U.S. Open Draws an Apolitical Crowd

By ALEX PASTERNACK Special to The Sun


    As activists and conventioneers from around the country converged at Madison Square Garden, another excited — though more reserved — group of outof-towners assembled in Flushing. The only rally they were interested in was a quiet one between players on a court at the USTA National Tennis Center, where the U.S. Open tournament starts today.
    Hundreds of tourists trickled onto the grounds in Flushing to watch players practice free of charge — a tradition for tennis enthusiasts and a reminder that the convention isn’t the only big show in town.
    While the Brazilian champion Gustavo Kuerten warmed up with his coach in the Louis Armstrong stadium, Steven Echsner of Gulf Breeze, Fla., said he and his wife came to the Open despite some concerns about security and inconvenience. But, sounding like a seasoned New Yorker, Mr. Echsner said they weren’t about to change their schedules just because of possible dangers — or even 500,000 delegates, guests, and protesters, who would be amassing not far from their (heavily protected) Rockefeller Center hotel.

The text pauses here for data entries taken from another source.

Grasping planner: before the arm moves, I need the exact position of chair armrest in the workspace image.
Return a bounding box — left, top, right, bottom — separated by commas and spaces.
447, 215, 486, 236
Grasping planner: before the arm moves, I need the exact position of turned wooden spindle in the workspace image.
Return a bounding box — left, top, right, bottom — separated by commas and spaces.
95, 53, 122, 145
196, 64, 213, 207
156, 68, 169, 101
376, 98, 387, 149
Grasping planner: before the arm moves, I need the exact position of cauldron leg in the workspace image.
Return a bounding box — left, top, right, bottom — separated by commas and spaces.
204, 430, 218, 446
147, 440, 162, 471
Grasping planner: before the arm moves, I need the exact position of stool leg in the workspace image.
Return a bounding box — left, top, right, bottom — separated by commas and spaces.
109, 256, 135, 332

    “The president’s security might be jeopardized but we don’t feel any more or less of a threat than we did when we were here last year or the year before,” he said. “If you analyze it too much you get this analysis paralysis. It’s the 21stcentury challenge: You have to be aware of these problems but you can’t alter your life.”
    “If something had happened we probably wouldn’t have come,” his wife, Rebecca added from her courtside seat. But we wanted to be here, at least for the qualifiers.”

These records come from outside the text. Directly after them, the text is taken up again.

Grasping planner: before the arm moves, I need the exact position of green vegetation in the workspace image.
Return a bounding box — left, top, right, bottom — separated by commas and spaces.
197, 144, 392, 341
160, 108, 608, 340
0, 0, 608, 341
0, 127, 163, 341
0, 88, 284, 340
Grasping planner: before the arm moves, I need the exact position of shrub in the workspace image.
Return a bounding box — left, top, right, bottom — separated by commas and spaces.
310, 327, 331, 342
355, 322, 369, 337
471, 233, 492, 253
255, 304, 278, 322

    She said that coming the day before the tournament “gives you more of an opportunity to see everybody; if you go later in the week, during the semifinals and finals, you miss people, plus the crowds get worse.”

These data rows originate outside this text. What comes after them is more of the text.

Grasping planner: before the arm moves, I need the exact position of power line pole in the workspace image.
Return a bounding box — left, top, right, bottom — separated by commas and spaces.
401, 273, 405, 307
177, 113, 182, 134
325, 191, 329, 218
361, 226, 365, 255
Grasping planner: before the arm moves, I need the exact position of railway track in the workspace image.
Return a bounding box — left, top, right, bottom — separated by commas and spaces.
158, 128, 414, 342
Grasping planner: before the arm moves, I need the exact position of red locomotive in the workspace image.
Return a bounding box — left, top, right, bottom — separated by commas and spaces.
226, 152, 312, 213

    Overcrowding, considering the amount of people in town, was a concern on the minds of others in Flushing yesterday. Charles Waters, who drove from Philadelphia with friends, said he was thankful that Manhattan was not on their route to the tournament. They drove through Staten Island.
    “It’s scary. Having the U.S. Open, the Republican convention, the protestors all at the same time, it’s too many people in one area,” he said.“If we had had to come through Manhattan, we might not have come.”
    But Mr. Waters was focused more on tennis than terrorism. He agreed that the free practice-watching was one of the city’s best bargains. “Problem is you have to ask people to find out who’s practicing. If they had their names up, it would be more fun.”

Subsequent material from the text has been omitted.